Jacobson (1971):i soggetti depressi possono comportarsi come se fossero essi stessi l'oggetto d'amore perduto, privato del suo valore. L'individuo é in balia di un Super-Io sadico che nasce dalla trasformazione dell'oggetto cattivo interno. Mania: il Sé viene unificato al Super-Io che viene trasformato in una entità amorevole e totalmente buona. L'oggetto idealizzato viene proiettato all'esterno e consente di negare la distruttività e l'aggressività attraverso lo stabilirsi di relazioni idealizzate.

Arieti (1977) – ideologia preesistente “vivere non per se stessi ma per un’altra persona” → ALTRO DOMINANTE. I pazienti depressi si rendono conto di quanto il fatto di vivere per qualcuno o qualcosa non sia per loro conveniente ma si ritengono incapaci di cambiare. Blatt (1998): Depressione anaclitica: sentimenti di impotenza, solitudine e fragilità, correlati a croniche paure abbandoniche e mancanza di protezione. Intenso desiderio di essere accuditi. Depressione introiettiva: inutilità, fallimento, inferiorità, colpa. Pazienti autocritici, soffrono a causa di una paura cronica nei confronti della critica e disapprovazione da parte degli altri.

PSICODINAMICA DEL SUICIDIO Secondo Freud, l’Io può giungere ad uccidersi solo trattando se stesso come un oggetto: esito dello spostamento verso il sé di impulsi aggressivi diretti ad un oggetto interiorizzato. Con la formulazione della teoria strutturale: suicidio= Io vittima di un Super-Io sadico. Menninger (1933): tre desideri: il desiderio di uccidere (un’altra persona o un oggetto interno), il desiderio di essere ucciso e il desiderio di morire. Mezzo per distruggere i sopravvisuti (per es. coniuge). Fenichel (1945): suicidio come desiderio magico di riunione con un oggetto amato e perduto o unione narcisistica con un’amata figura superegoica.

Psicodinamica del suicidio Nella pratica clinica, per valutare il rischio di suicidio in un paziente, risulta necessario integrare i modelli teorci con indici predittivi del rischio di suicidio, tali indici vengono suddivisi in fattori di rischio a breve e lungo termine.

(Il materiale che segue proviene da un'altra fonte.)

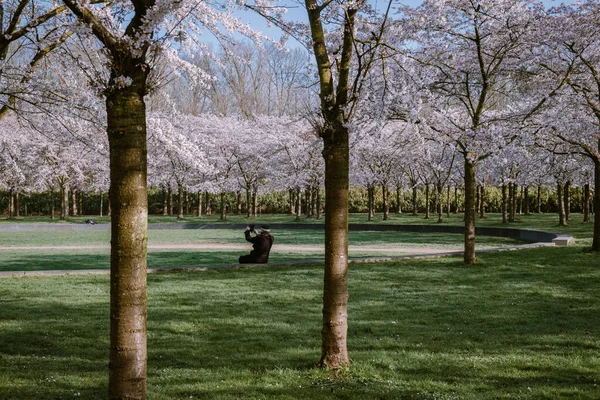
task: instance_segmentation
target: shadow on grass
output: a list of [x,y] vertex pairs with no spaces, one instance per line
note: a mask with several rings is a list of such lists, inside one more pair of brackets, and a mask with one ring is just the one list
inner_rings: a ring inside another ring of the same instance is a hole
[[[576,249],[352,265],[353,364],[337,374],[315,368],[322,268],[152,274],[149,397],[597,399],[595,265]],[[1,398],[105,398],[107,290],[106,276],[0,281]]]

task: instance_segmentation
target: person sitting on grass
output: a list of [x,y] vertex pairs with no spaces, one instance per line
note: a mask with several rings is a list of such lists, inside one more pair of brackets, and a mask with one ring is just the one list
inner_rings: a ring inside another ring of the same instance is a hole
[[[271,236],[271,229],[269,225],[263,225],[260,227],[260,233],[254,229],[254,225],[246,227],[244,235],[246,240],[252,243],[252,251],[250,254],[240,256],[240,264],[266,264],[269,262],[269,252],[275,238]],[[253,232],[255,236],[250,236]]]

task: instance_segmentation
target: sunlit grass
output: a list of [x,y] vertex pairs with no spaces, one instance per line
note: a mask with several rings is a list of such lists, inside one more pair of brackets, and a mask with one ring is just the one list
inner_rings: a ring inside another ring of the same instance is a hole
[[[597,399],[599,257],[353,264],[337,374],[315,368],[321,266],[151,274],[149,398]],[[0,279],[0,398],[106,398],[108,279]]]

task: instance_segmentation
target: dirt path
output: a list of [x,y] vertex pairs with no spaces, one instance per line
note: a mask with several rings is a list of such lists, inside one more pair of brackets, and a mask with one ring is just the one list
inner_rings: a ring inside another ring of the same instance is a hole
[[[110,245],[87,245],[87,246],[0,246],[2,250],[103,250],[110,249]],[[224,243],[186,243],[186,244],[150,244],[148,249],[188,249],[188,250],[250,250],[248,245],[244,244],[224,244]],[[296,245],[275,245],[273,251],[322,251],[323,246],[296,246]],[[440,252],[452,251],[453,249],[435,249],[431,247],[365,247],[365,246],[349,246],[349,251],[352,252],[368,252],[368,253],[418,253],[418,254],[435,254]]]

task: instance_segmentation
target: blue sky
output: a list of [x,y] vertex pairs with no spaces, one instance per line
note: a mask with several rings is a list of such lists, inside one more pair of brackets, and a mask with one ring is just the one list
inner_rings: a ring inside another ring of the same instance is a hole
[[[385,8],[388,4],[386,0],[368,0],[368,2],[373,4],[376,8]],[[572,4],[575,3],[576,0],[542,0],[542,2],[546,4],[547,7],[552,7],[561,3]],[[422,0],[394,0],[392,7],[399,5],[418,6],[421,3]],[[303,0],[283,0],[276,2],[275,4],[288,9],[286,19],[305,23],[308,22]],[[264,18],[259,15],[252,12],[244,12],[243,14],[240,14],[240,17],[243,21],[250,23],[253,28],[261,30],[271,38],[278,39],[281,37],[281,31],[276,27],[269,28]],[[288,45],[290,47],[295,47],[298,44],[295,40],[290,39]]]

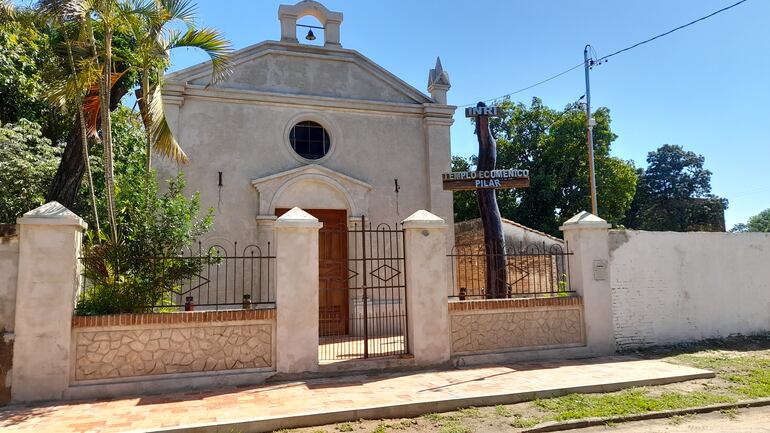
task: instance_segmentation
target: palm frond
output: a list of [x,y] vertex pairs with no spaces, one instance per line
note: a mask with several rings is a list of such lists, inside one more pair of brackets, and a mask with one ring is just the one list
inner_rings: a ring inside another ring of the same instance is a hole
[[0,0],[0,18],[14,18],[16,16],[16,7],[11,0]]
[[91,9],[88,0],[39,0],[37,10],[46,15],[63,18],[82,17]]
[[157,15],[155,0],[121,1],[117,6],[119,15],[123,19],[129,17],[153,19]]
[[186,164],[189,161],[187,154],[174,138],[171,128],[166,121],[166,114],[163,112],[163,96],[160,92],[161,86],[154,86],[152,90],[152,100],[150,102],[148,117],[151,121],[150,131],[153,143],[153,150],[164,158]]
[[[112,88],[112,86],[114,86],[118,80],[123,78],[123,75],[126,72],[128,71],[126,70],[123,72],[113,72],[110,88]],[[99,73],[101,74],[101,71]],[[97,80],[96,82],[91,83],[88,91],[83,96],[83,114],[86,118],[86,129],[88,129],[89,136],[96,136],[96,125],[99,121],[99,110],[101,106],[101,99],[99,98],[99,83]]]
[[160,6],[166,12],[166,21],[179,20],[188,28],[195,27],[198,7],[192,0],[159,0]]
[[46,93],[46,99],[53,105],[65,108],[78,95],[84,95],[99,80],[101,70],[93,59],[82,59],[77,62],[77,75],[68,74],[64,79],[51,85]]
[[211,82],[225,79],[232,72],[230,57],[233,53],[230,41],[218,30],[212,28],[188,29],[185,33],[171,33],[166,48],[199,48],[211,58]]

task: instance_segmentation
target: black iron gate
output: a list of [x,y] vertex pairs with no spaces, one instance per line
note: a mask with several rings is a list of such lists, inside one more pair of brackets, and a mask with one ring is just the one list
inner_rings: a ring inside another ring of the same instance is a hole
[[408,353],[404,230],[361,218],[319,233],[319,360]]

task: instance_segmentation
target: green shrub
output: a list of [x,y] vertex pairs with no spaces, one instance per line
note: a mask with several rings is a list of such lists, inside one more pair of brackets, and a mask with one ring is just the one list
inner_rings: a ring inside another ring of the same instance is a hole
[[0,125],[0,224],[15,224],[45,203],[61,153],[37,123],[21,119]]
[[104,233],[89,232],[83,254],[87,288],[77,314],[138,313],[169,305],[179,281],[217,260],[180,257],[213,223],[213,210],[199,218],[199,195],[187,198],[184,186],[181,173],[168,181],[164,193],[159,193],[154,173],[130,172],[118,179],[119,240],[113,243]]

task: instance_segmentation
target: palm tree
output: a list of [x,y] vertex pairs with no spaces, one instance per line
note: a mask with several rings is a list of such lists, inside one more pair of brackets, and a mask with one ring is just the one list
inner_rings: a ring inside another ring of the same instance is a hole
[[[137,101],[147,134],[149,175],[153,150],[176,162],[187,162],[187,155],[171,133],[163,113],[161,88],[163,73],[170,65],[170,51],[180,47],[203,50],[211,58],[211,82],[215,83],[230,73],[232,48],[220,32],[195,28],[196,7],[191,0],[155,0],[152,13],[132,18],[131,28],[137,40],[136,68],[141,76]],[[186,31],[170,28],[177,21],[187,26]]]
[[84,24],[85,38],[90,39],[95,54],[97,48],[92,20],[98,19],[102,27],[101,76],[98,80],[99,117],[101,141],[104,147],[104,181],[110,238],[113,242],[117,242],[115,174],[112,153],[112,122],[110,119],[110,91],[114,78],[112,72],[112,38],[115,31],[126,27],[134,19],[134,16],[149,16],[153,8],[150,3],[123,0],[41,0],[40,6],[42,10],[56,13],[63,18],[75,18],[81,21]]
[[[88,137],[89,135],[89,128],[86,123],[86,114],[83,108],[83,94],[88,91],[90,87],[90,83],[94,81],[94,77],[98,76],[98,59],[96,57],[92,59],[88,59],[89,61],[81,61],[81,71],[78,71],[78,69],[75,67],[75,57],[72,54],[72,43],[70,42],[69,35],[68,35],[68,29],[65,23],[59,19],[59,25],[62,30],[62,34],[64,36],[64,44],[67,48],[67,63],[70,68],[71,78],[74,80],[74,83],[72,83],[72,86],[65,86],[66,87],[73,87],[71,90],[72,99],[75,100],[75,106],[77,107],[77,116],[78,116],[78,123],[80,124],[80,138],[82,140],[82,146],[83,146],[83,161],[85,161],[85,169],[86,169],[86,180],[88,181],[88,191],[91,195],[91,211],[94,214],[94,223],[96,224],[96,231],[101,232],[101,226],[99,224],[99,211],[97,210],[96,206],[96,192],[94,191],[94,178],[91,175],[91,162],[88,157]],[[65,93],[70,93],[65,90]],[[95,119],[94,119],[95,120]],[[95,123],[95,122],[94,122]],[[95,125],[94,125],[94,136],[95,134]]]
[[0,19],[16,16],[16,8],[11,0],[0,0]]

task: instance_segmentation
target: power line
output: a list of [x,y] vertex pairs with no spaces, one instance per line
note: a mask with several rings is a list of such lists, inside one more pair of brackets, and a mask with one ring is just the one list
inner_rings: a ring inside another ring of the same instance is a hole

Fattori di rischio breve termine (entro un anno) Fattori di rischio lungo termine attacchi di panico ansia psichica grave perdita di piacere e interesse agitazione depressiva con rapidi passaggi di umore (da ansia a depressione ad aggressività, etc) abuso di alcol diminuita concentrazione insonnia totale disperazione (migliore predittore), associata al rigido mantenimento di un’immagine di sé. Arieti: impossibilità di modificare ideologia dominante o aspettativa verso l’altro dominante. ideazione suicidaria. Rischio maggiore se egosintonica intenzionalità suicidaria storia di tentativi precedenti

Attraverso delle ricerche e l'impiego di test proiettivi sono stati identificati quattro modelli del funzionamento dell'Io e di paradigmi di relazioni oggettuali interni che differenziano tentativi seri di suicidio da atti rappresentativi. I soggetti che hanno seriamente tentato il suicidio mostravano: incapacità a rinunciare a desideri infantili di nutrimento associata al conflitto nel riconoscere il bisogno di dipendenza; visione sobria ma ambivalente nei confronti della morte; aspettative verso se stessi eccessivamente alte; ipercontrollo dell'affettività, soprattutto dell'aggressività (questo indice di dimostra una variabile con alta capacità discriminante soprattutto nelle donne).